The girl had stopped crying, though her breaths still hitched with occasional sobs. Her eyes remained damp, lashes heavy with lingering tears. Yet Voma's own injuries were far too severe for him to spare any real attention toward such details.
"Damn..."
While walking down the ruined street, a sharp sting lanced through his arm and shoulder, forcing the word from his lips in a startled grunt. His wounds continued to bleed. Worse, he could already see the first faint signs of infection forming around the torn flesh.
"So damn hurt!" Voma hissed, grimacing as he clutched his uninjured left shoulder.
At least the gashes and punctures he had received were all concentrated on his left arm. If both arms had been crippled, his situation would have been far more dire.
Still, this was hardly what anyone would call "a silver lining in misfortune".
"Two hundred meters more until the girl designated location. Four hundred meters more until my own check point."
Based on his current evaluation, Voma realized that he would have to pass by her designated location anyway. If he wanted to reach his own rendezvous point, that route would be the fastest he could take.
Up ahead, he saw the end of the alley. Leaning forward, he cautiously peeked out to survey the surroundings.
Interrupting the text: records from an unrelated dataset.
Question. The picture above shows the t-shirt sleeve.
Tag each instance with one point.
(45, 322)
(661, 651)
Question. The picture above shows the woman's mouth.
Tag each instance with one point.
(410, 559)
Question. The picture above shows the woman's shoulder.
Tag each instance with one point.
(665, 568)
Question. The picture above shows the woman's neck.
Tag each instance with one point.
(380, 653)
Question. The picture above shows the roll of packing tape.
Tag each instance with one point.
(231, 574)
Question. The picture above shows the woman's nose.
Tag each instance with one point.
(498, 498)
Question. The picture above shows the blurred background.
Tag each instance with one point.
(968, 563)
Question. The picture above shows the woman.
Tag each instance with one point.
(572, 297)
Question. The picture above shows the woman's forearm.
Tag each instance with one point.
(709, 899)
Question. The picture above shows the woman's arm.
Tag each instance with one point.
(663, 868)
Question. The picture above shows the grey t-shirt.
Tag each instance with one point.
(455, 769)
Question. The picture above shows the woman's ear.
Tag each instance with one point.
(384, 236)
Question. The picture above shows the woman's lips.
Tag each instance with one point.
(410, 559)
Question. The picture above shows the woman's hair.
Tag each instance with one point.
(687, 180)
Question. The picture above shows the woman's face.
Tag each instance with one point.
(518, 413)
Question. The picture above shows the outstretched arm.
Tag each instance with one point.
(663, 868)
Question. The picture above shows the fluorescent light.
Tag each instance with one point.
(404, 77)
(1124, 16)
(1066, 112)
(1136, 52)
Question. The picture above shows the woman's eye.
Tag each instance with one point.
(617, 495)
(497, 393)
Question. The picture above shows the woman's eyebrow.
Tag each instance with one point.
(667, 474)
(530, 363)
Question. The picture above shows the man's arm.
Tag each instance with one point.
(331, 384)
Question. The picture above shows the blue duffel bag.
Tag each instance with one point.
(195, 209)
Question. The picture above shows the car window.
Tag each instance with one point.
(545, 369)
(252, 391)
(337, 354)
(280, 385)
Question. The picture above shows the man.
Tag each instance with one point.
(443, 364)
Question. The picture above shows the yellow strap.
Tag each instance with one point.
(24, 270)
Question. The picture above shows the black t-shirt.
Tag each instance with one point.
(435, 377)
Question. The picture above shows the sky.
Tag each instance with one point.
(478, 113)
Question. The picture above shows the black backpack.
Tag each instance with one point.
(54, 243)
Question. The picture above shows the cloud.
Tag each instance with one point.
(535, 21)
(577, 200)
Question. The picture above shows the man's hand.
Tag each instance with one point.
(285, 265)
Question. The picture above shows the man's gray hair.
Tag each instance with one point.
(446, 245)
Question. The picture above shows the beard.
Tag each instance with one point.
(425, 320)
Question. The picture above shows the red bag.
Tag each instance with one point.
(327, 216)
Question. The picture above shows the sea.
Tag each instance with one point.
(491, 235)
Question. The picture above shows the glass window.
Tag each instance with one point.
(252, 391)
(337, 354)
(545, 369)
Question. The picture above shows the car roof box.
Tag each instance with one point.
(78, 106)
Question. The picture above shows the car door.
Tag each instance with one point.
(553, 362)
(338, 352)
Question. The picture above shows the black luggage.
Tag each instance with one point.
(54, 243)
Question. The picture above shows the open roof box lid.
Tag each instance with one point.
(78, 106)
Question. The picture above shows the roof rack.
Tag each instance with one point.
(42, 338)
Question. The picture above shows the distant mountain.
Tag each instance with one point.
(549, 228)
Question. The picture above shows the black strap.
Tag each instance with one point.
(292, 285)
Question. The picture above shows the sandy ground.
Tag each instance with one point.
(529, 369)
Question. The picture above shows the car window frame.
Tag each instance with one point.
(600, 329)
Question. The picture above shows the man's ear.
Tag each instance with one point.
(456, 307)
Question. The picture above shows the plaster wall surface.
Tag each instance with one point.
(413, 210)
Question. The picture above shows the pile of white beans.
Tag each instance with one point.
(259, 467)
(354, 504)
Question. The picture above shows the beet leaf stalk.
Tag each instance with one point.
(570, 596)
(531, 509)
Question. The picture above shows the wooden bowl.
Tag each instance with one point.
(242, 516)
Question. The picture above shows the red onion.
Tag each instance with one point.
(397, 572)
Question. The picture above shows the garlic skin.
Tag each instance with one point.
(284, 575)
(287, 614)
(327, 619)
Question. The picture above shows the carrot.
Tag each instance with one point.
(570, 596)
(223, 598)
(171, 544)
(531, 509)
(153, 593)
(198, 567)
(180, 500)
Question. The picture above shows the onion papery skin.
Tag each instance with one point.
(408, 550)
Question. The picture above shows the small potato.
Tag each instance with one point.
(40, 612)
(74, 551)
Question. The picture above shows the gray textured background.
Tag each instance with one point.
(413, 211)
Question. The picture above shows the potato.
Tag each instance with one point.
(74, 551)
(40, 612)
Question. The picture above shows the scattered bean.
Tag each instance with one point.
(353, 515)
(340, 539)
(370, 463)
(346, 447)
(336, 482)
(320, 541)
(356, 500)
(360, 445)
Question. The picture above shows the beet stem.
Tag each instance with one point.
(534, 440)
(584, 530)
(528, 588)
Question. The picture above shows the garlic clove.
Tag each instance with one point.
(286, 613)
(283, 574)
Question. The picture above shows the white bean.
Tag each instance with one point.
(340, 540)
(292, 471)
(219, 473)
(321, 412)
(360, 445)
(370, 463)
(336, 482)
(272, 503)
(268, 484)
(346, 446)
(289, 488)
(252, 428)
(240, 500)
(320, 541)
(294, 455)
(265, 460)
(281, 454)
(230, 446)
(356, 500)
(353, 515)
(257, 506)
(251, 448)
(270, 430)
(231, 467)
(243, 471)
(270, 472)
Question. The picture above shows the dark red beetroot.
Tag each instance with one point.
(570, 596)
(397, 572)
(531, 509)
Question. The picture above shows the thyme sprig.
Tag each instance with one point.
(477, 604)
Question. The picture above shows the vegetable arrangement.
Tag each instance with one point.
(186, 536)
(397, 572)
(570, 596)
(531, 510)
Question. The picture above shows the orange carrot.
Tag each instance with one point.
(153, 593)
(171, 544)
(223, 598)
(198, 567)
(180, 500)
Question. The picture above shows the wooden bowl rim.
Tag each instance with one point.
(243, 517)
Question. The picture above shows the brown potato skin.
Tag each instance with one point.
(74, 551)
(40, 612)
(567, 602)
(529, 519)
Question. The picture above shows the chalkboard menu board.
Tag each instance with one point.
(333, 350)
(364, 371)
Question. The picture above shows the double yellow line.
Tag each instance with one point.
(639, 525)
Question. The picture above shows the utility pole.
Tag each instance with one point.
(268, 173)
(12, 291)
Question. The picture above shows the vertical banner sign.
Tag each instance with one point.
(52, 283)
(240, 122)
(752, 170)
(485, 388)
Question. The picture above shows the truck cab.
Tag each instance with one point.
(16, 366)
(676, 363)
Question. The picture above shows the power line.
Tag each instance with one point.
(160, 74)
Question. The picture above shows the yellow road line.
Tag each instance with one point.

What his eyes met was not safety, but devastation. A scene so utterly ravaged that it seemed to have been torn straight from the end of the world. Vehicles lay abandoned and piled in chaotic heaps, scattered across a burning wasteland of fire and smoke.
Buildings had collapsed into jagged ruins, their skeletal remains jutting out of the ground. Glass shards glittered like sinister teeth across the cracked asphalt, where massive craters and deep fractures split the street apart.
And then there were the bodies.
Blood splattered the ground, the walls, even the charred remains of what once were shopfronts. It was thick, metallic, and foul in the air.
A heap of viscera lay in the middle of the street, glistening like spoiled meat, as if someone had torn the victim's body in half with sheer brute force and tossed the remains aside like discarded garbage.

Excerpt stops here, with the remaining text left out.